Honour Among Thieves
- First edition
- Author: Jeffrey Archer
- Language: English
- Publisher: HarperCollins
- Publication date: 4 July 1993
- Media type: Print (hardback & paperback)
- Pages: 416
- ISBN: 0-06-017945-7
- OCLC: 27976980
- Dewey Decimal: 823/.914 20
- LC Class: PR6051.R285 H66 1993

= Honour Among Thieves (novel) =

Novel by Jeffrey Archer

Honour Among Thieves (1993) is a novel by English author Jeffrey Archer. The book takes place in 1993 with Saddam Hussein planning to retaliate against the United States after the events of the Gulf War.

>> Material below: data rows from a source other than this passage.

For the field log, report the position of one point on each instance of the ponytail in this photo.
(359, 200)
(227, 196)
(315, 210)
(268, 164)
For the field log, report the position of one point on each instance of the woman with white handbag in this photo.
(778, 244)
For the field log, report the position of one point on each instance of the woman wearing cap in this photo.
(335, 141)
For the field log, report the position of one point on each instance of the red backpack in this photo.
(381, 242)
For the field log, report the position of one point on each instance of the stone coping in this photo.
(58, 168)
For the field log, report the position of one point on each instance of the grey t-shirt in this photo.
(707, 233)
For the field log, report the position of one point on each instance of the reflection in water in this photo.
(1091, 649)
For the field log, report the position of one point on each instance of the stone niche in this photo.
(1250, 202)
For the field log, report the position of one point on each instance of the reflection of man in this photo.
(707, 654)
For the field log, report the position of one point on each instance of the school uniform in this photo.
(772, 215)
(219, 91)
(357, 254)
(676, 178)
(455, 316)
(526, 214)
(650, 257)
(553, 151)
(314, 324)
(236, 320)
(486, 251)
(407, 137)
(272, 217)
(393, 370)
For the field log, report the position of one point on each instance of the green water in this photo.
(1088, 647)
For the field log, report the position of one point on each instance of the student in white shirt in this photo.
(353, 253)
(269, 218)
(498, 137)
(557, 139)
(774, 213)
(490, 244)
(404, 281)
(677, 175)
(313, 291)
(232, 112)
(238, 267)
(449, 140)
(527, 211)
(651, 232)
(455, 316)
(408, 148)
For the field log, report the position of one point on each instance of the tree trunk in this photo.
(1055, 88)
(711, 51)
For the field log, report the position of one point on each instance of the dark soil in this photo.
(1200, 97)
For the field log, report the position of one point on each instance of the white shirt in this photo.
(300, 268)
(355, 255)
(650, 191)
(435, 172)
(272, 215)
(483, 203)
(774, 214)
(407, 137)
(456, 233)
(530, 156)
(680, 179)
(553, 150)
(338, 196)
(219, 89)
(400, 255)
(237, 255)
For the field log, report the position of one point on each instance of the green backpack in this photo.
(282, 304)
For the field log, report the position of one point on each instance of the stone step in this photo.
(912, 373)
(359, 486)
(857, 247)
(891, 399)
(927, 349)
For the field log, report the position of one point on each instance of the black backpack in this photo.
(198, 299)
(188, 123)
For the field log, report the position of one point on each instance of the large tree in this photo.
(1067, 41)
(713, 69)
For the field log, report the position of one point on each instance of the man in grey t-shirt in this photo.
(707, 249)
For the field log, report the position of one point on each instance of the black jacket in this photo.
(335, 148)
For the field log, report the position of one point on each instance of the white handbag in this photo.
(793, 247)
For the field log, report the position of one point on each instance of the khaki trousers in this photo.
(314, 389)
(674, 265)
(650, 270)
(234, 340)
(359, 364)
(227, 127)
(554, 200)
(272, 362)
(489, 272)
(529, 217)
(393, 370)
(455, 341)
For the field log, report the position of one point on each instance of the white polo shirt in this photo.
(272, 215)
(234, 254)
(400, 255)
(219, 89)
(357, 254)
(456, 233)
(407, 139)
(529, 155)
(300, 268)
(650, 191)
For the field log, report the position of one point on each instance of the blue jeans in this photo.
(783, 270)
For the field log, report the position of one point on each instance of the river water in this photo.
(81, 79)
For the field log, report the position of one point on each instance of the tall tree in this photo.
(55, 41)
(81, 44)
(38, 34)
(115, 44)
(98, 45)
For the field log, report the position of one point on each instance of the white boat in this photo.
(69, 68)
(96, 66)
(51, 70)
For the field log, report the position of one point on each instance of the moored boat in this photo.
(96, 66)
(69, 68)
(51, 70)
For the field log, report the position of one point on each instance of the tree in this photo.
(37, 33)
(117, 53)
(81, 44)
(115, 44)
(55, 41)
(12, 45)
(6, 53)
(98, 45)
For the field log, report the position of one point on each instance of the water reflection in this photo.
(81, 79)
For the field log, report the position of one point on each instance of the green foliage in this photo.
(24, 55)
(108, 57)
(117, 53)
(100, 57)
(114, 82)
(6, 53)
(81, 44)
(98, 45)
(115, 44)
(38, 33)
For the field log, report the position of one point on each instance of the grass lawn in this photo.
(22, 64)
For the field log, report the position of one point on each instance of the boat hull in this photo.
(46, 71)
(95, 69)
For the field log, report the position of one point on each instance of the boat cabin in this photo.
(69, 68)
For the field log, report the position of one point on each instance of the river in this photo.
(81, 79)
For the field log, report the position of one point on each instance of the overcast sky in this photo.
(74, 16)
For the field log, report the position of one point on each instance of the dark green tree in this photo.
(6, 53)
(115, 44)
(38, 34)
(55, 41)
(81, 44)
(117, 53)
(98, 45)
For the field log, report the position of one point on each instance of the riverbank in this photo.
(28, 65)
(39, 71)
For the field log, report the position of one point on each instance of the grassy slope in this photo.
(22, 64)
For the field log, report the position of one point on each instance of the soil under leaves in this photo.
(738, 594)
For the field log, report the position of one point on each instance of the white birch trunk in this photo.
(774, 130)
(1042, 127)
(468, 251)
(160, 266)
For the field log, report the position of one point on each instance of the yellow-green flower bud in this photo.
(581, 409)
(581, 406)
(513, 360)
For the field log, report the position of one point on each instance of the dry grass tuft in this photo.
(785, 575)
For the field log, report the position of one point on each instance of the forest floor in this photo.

When the United States defeats Iraq in the 1991 Gulf War, Saddam Hussein plans to humiliate the victors by stealing the American Declaration of Independence and publicly burning it on 4 July in full view of world media. To achieve this, his Deputy Ambassador to the United Nations enlists the help of Antonio Cavalli, a lawyer and one of the leading figures of the New York mafia, for a sum of $100,000,000.

An Israeli, Hannah Kopec, a young ex-model Mossad agent with a personal vendetta against Saddam Hussein, is involved in a plot to assassinate him. In the United States, the government finds that the Declaration of Independence has been swapped with a forgery. Scott Bradley, a Yale Law professor, who has been working undercover tracking Kopec through Paris, is assigned by the CIA to work with her to recover the document before 4 July.